Denizin Dibinde Hatçem
Burdur’dan Antalya’ya doğru giderken yaklaşık 38 km. Uzaklıkta bulunan Arvallı, yeni adı ile Bağsaray köyünde geçer hikaye. Hikayeye göre Hatçe
Burdur’dan Antalya’ya doğru giderken yaklaşık 38 km. Uzaklıkta bulunan Arvallı, yeni adı ile Bağsaray köyünde geçer hikaye.
Hikayeye göre Hatçe isminde bir güzel kadın köyün meydanındaki duvarında çift oluklu pınar bulunan bir evde oturur. Türküde sözü geçen pınar bu pınardır.
Hatçe güzel ve alımlı bir köy güzelidir. Köyün çobanı Hatça’ya gönlünü kaptırır. O da çobanı sever. Ne var ki Hatçe evlidir. . Kader onları bir türlü bir araya getirmemiştir. Her ne kadar olumsuzluklar çok olsa da aşklarına engel olamazlar ve bir zaman sonra birlikte kaçmaya karar verirler. Çobanla birlikte kaçarak Antalya’ya yerleşirler.
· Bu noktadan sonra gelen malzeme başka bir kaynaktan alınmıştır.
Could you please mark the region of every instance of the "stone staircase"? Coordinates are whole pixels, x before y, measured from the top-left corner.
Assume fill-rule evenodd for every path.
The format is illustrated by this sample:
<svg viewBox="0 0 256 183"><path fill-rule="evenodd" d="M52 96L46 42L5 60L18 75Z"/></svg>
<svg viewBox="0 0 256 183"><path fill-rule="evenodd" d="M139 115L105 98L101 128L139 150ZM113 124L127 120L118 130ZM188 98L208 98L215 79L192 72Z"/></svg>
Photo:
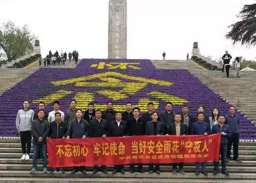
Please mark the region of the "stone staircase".
<svg viewBox="0 0 256 183"><path fill-rule="evenodd" d="M93 167L86 167L87 174L81 173L71 174L70 168L67 168L66 173L53 174L50 173L51 169L48 168L49 173L42 173L42 162L39 161L38 170L32 174L32 155L28 161L19 159L22 156L19 140L0 139L0 183L9 182L256 182L256 143L240 143L240 158L243 160L242 163L231 162L227 163L227 168L230 173L227 176L221 173L217 176L213 174L213 163L207 162L206 171L208 172L206 177L201 174L199 176L195 174L195 163L186 163L184 165L185 175L171 173L171 165L165 164L160 165L161 174L152 174L148 173L148 166L144 166L145 174L135 173L130 174L129 166L126 165L124 175L119 173L113 175L111 171L113 166L107 167L109 174L98 173L92 174ZM32 154L33 150L32 152ZM221 166L220 170L221 170Z"/></svg>
<svg viewBox="0 0 256 183"><path fill-rule="evenodd" d="M157 69L188 69L228 102L238 108L239 111L256 124L256 72L241 71L241 78L232 79L234 70L230 72L230 78L226 73L200 69L191 62L184 60L154 60Z"/></svg>

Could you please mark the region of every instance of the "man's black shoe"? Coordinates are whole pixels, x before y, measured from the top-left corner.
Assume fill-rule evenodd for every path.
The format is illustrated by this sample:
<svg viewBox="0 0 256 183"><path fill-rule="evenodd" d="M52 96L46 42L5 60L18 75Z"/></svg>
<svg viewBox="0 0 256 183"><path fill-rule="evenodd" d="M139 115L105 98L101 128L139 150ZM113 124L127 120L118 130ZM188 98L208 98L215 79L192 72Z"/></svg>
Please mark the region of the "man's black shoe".
<svg viewBox="0 0 256 183"><path fill-rule="evenodd" d="M241 160L240 159L233 159L233 161L236 161L237 162L239 162L239 163L241 163L243 162L242 160Z"/></svg>
<svg viewBox="0 0 256 183"><path fill-rule="evenodd" d="M208 173L206 172L205 171L202 171L202 173L203 174L204 174L206 176L207 176L207 175L208 175Z"/></svg>
<svg viewBox="0 0 256 183"><path fill-rule="evenodd" d="M82 169L81 170L81 172L82 172L83 174L86 174L86 171L84 169Z"/></svg>
<svg viewBox="0 0 256 183"><path fill-rule="evenodd" d="M226 176L228 176L229 175L229 174L226 171L223 171L222 172L222 174L224 174L224 175L226 175Z"/></svg>
<svg viewBox="0 0 256 183"><path fill-rule="evenodd" d="M102 171L102 173L104 173L105 174L108 174L108 172L106 169L104 169Z"/></svg>
<svg viewBox="0 0 256 183"><path fill-rule="evenodd" d="M153 174L153 173L154 173L154 171L153 171L152 170L151 170L148 171L148 173L149 174Z"/></svg>
<svg viewBox="0 0 256 183"><path fill-rule="evenodd" d="M130 173L131 174L133 174L135 172L135 170L134 170L134 169L132 169L131 170L131 171L130 171Z"/></svg>

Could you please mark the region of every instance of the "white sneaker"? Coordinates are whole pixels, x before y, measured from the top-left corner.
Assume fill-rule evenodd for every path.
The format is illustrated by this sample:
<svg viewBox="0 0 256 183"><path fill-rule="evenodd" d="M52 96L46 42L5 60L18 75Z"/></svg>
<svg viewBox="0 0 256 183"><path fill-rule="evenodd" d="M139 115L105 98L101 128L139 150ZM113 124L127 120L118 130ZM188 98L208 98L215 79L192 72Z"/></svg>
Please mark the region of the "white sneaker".
<svg viewBox="0 0 256 183"><path fill-rule="evenodd" d="M26 154L26 157L25 158L25 160L28 160L29 159L29 155Z"/></svg>
<svg viewBox="0 0 256 183"><path fill-rule="evenodd" d="M23 154L22 156L22 157L20 158L21 160L25 160L25 158L26 158L26 155Z"/></svg>

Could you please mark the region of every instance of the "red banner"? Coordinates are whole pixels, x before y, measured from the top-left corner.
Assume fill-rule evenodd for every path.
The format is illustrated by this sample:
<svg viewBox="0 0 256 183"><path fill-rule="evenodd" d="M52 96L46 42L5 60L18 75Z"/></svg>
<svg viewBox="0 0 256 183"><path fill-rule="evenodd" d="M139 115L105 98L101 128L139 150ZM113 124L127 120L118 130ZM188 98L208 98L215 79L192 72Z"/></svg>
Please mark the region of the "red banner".
<svg viewBox="0 0 256 183"><path fill-rule="evenodd" d="M220 134L48 140L52 167L217 161Z"/></svg>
Yaklaşık 5 ay sonra yakın bir köyde (Kayış) de buna benzer bir olay gerçekleşir ve İbrahim CAN isimli mahalli sanatçı bu türküyü yakar.
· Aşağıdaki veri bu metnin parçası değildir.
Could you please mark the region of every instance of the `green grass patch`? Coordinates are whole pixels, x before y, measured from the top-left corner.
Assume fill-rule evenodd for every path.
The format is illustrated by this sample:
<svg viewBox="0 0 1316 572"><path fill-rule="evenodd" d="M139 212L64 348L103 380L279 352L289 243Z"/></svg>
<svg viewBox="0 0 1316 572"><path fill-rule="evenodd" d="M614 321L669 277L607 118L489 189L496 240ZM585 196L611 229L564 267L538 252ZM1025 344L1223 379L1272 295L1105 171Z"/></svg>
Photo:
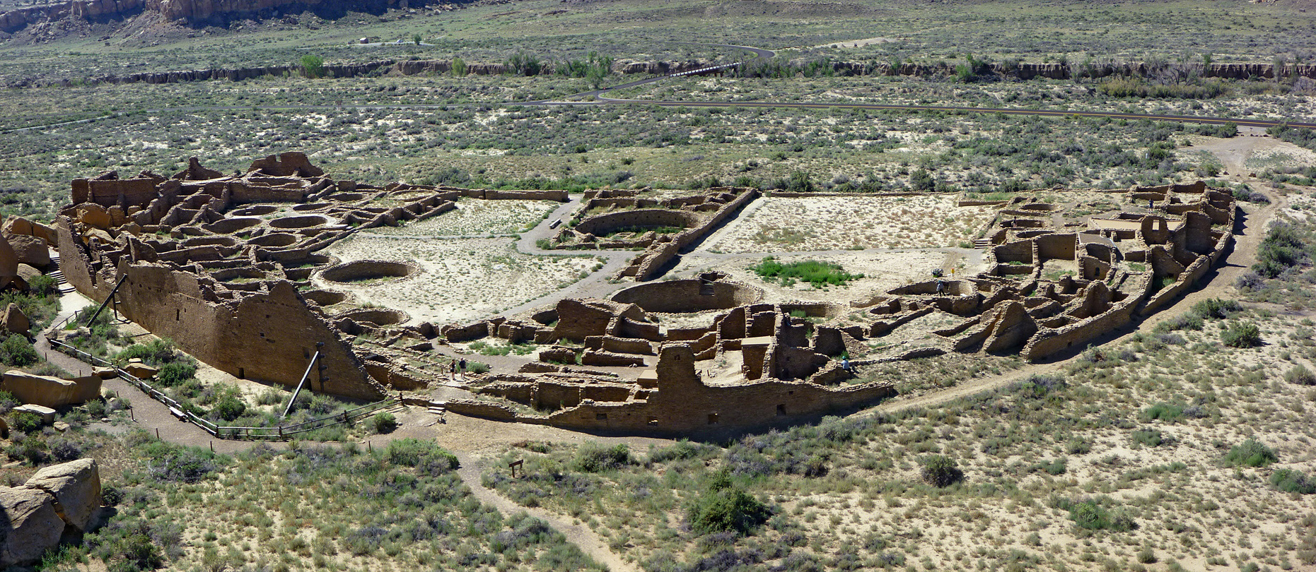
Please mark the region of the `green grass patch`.
<svg viewBox="0 0 1316 572"><path fill-rule="evenodd" d="M750 267L754 274L763 280L778 281L784 287L795 285L797 281L807 281L815 288L824 285L846 285L850 280L863 277L862 274L850 274L834 262L800 260L782 263L776 256L767 256L757 266Z"/></svg>

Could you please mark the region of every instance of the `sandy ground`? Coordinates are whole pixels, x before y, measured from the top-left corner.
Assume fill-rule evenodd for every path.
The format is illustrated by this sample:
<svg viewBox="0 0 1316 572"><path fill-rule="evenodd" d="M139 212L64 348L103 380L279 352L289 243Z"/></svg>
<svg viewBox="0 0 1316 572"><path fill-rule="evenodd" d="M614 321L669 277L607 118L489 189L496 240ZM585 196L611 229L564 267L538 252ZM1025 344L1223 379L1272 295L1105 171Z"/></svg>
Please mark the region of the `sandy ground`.
<svg viewBox="0 0 1316 572"><path fill-rule="evenodd" d="M315 276L317 288L347 291L362 304L405 312L409 323L447 325L492 316L579 279L594 256L530 256L507 238L355 237L330 246L343 262L407 260L421 270L400 280L342 284Z"/></svg>
<svg viewBox="0 0 1316 572"><path fill-rule="evenodd" d="M955 206L954 195L763 199L709 247L720 252L915 249L971 242L991 206Z"/></svg>
<svg viewBox="0 0 1316 572"><path fill-rule="evenodd" d="M521 233L534 227L558 205L561 203L462 199L457 201L457 210L403 226L371 229L365 234L451 237Z"/></svg>
<svg viewBox="0 0 1316 572"><path fill-rule="evenodd" d="M862 46L871 46L874 43L888 43L888 42L895 42L895 39L892 39L892 38L882 38L882 37L878 37L878 38L863 38L863 39L846 39L844 42L824 43L821 46L813 46L813 47L862 47Z"/></svg>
Türkü’nün Orjinal Sözleri:
Evlerinin önünde pınarlar harlar
Hatçam çıkmış pencereye ay gibi parlar
Ben Hatça’yı yitirdim de dumanalı dağlar
Gözlerimin pınarları durmadan çağlar
Ovalara duman çökmüş göremedin mi
A kız kendi saçını öremedin mi
Alçaklara karlar yağmış yükseklere buz
Gel sarılalım gaçalım ince belli kız
Denizin dibinde Hatçam demirden evler
Ak gerdanın altında da çiftedir benler
O kınalı parmaklar da o beyaz eller
Yolcuyu yolundan eyleyen dilber
Dalga dalga dalga dalga dalgalanıyor
Hatçayı görenler sevdalanıyor
Üçünü de beşini de Hatçam onuna
Ben de yandım Hatça’mın basma donuna
Yüce dağ başına Hatçam ekin ekilmez
Yağmur yağmayınca Hatçam kökü sökülmez
Ellerin köyünde Hatçam kahır çekilmez
Doldur ağıları içelim Hatçam
Varman kızlar varman kirli çobana
Çoban evde durmaz gider yabana
Ovalara duman çökmüş göremedin mi
Akız kendi saçını öremedin mi
Arvallı dedikleri bir büyük şehir
Şehir oldu bana her zaman zehir
Çok dediler arkadaşlar yar senin değil
Doldur ağıları içelim Hatçam
Yüce dağ başında Hatçam harmanın mı var
Harmanı kaldırmaya dermanın mı var
Hatçam beni öldürmeye fermanın mı var
Doldur ağıları içelim Hatçam
Yöre: Burdur Derleyen: Mehmet ERENLER
ahlaksız adamlara türkü yakmışlar Allahım yaa
ahlaksızlar için değil, türküler aşıklar için yakılmış. evlilik yapay bir kurumdur, insan uydurmasıdır, aşk ise doğaldır, sınır tanımaz. doğa her konuda insana galip gelir. evli demek aşık demek değildir. gönüllü evliliğe eyvallah ama hiç kimse toplum istiyor diye devlet istiyor diye evlenmesin, yoksa yasak aşk yaşayabilir ve çok mutsuz olur, başkalarını da mutsuz eder.
Böyle anonim türküler için herkes bir hikaye yazar gerçek hikaye ise şöyledir; İzmir Bergama Maruflar köyönde 1960 lı yıllarda geçer. Hatice köyün en güzel kızıdır. Babası varlıklıdır. Recep isminde bir çobana sevdalanır. Abisi bu durumu anlar ve Haticeyi izlemeye başlar . Hatice kuyudan su çekerken ķöyün alt tarafında koyun otlatan Recebe bakar. Bunu gören abisi Haticeyi döver. Bunu onuruna yediremeyen Hatice tütün zehiri içerek canına kıyar. Bunun üzerine bu ağıtı amcasının kızı Zekiye Arslan yakar. Sözlerde değişiklikler olsada o dönemde TRT nin açtığı şiir yarışmalarına katılan oğlu Hüseyin Arslan sayesinde annesinin şiir defteri gün yüzüne çıkmış ve birçok türküye güfte olmuştur.